Environment International



Although virtually all populations worldwide are commonly exposed to numerous persistent organic pollutants (POPs) and human concentrations vary widely, only a few countries conduct nationwide surveillance programs of POP concentrations in representative samples of the general population. Objective

To evaluate the distribution of serum concentrations of nineteen POPs and their main predictors in a representative sample of the general population of Catalonia.
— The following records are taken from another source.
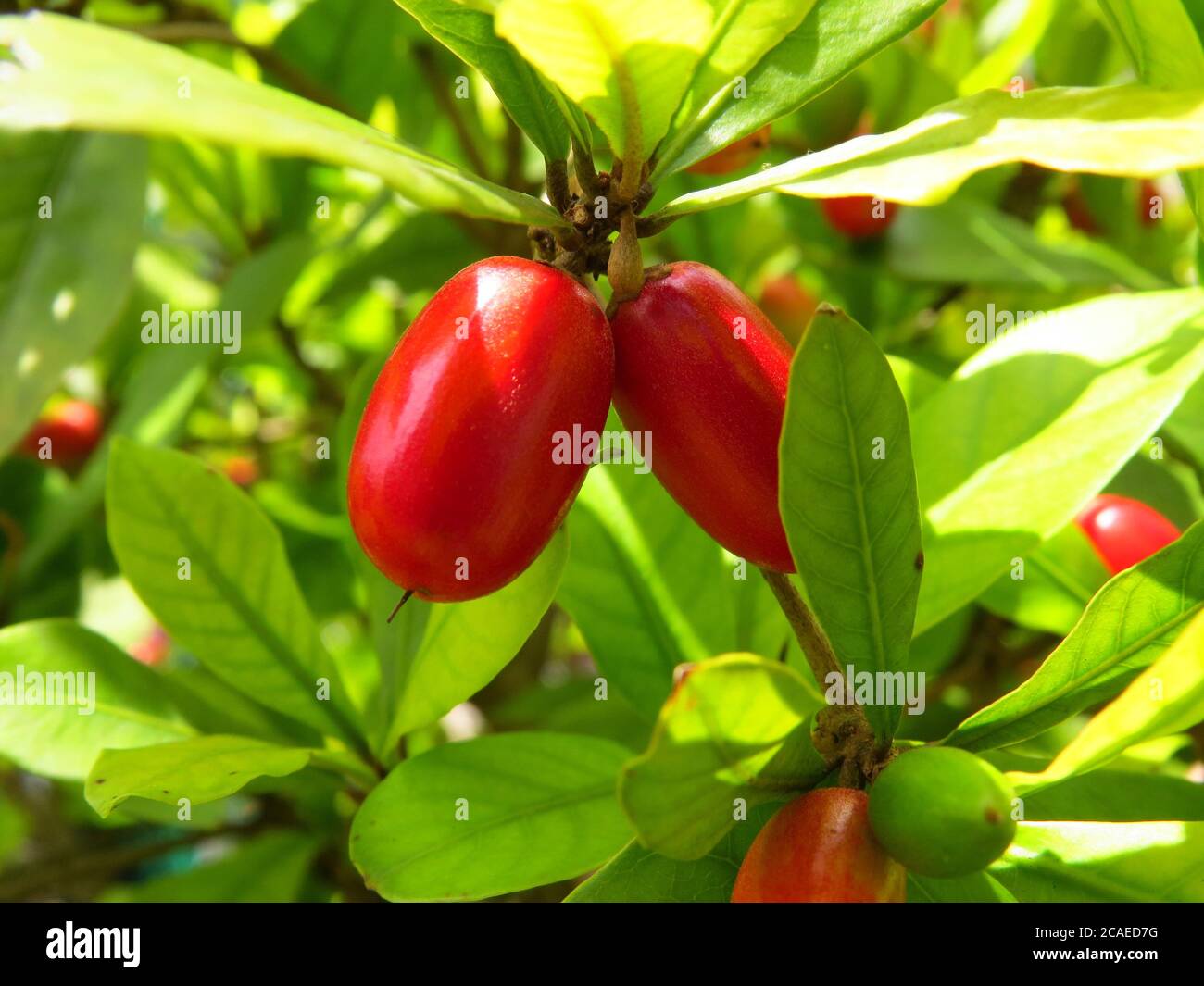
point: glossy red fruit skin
(819, 849)
(454, 453)
(735, 156)
(854, 216)
(1124, 531)
(73, 428)
(713, 404)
Participants in the Catalan Health Interview Survey aged 18–74 years were interviewed face-to-face, gave blood, and underwent a physical exam. Graphs (including “POP Geoffrey Rose curves”) were used to represent the full population distribution of each POP in the 919 participants. Through multivariate statistical models we analyzed the influence on POP concentrations of sex, age, body mass index (BMI), socioeconomic status and, in women, parity.


We detected dichlorodiphenyltrichloroethane (p,p′-DDT), dichlorodiphenyldichloroethane (p,p′-DDE), polychlorinated biphenyls (PCBs) congeners 118, 138, 153 and 180, hexachlorobenzene (HCB) and β-hexachlorocyclohexane (β-HCH) in more than 85% of the subjects. p,p′-DDE, HCB and β-HCH showed the highest concentrations (median = 399, 159 and 92 ng/g lipid, respectively). Distributions were highly skewed and interindividual differences were up to 7700-fold. POP levels differed significantly by gender, age, BMI, educational level, and parity.


In Catalonia, an advanced European society, exposure to POPs remains common, a vast majority of the population has much lower blood concentrations than a relative minority, and the population distributions of POP are hence highly skewed to the right. Shifting distributions towards lower concentrations requires more energetic policies and population strategies.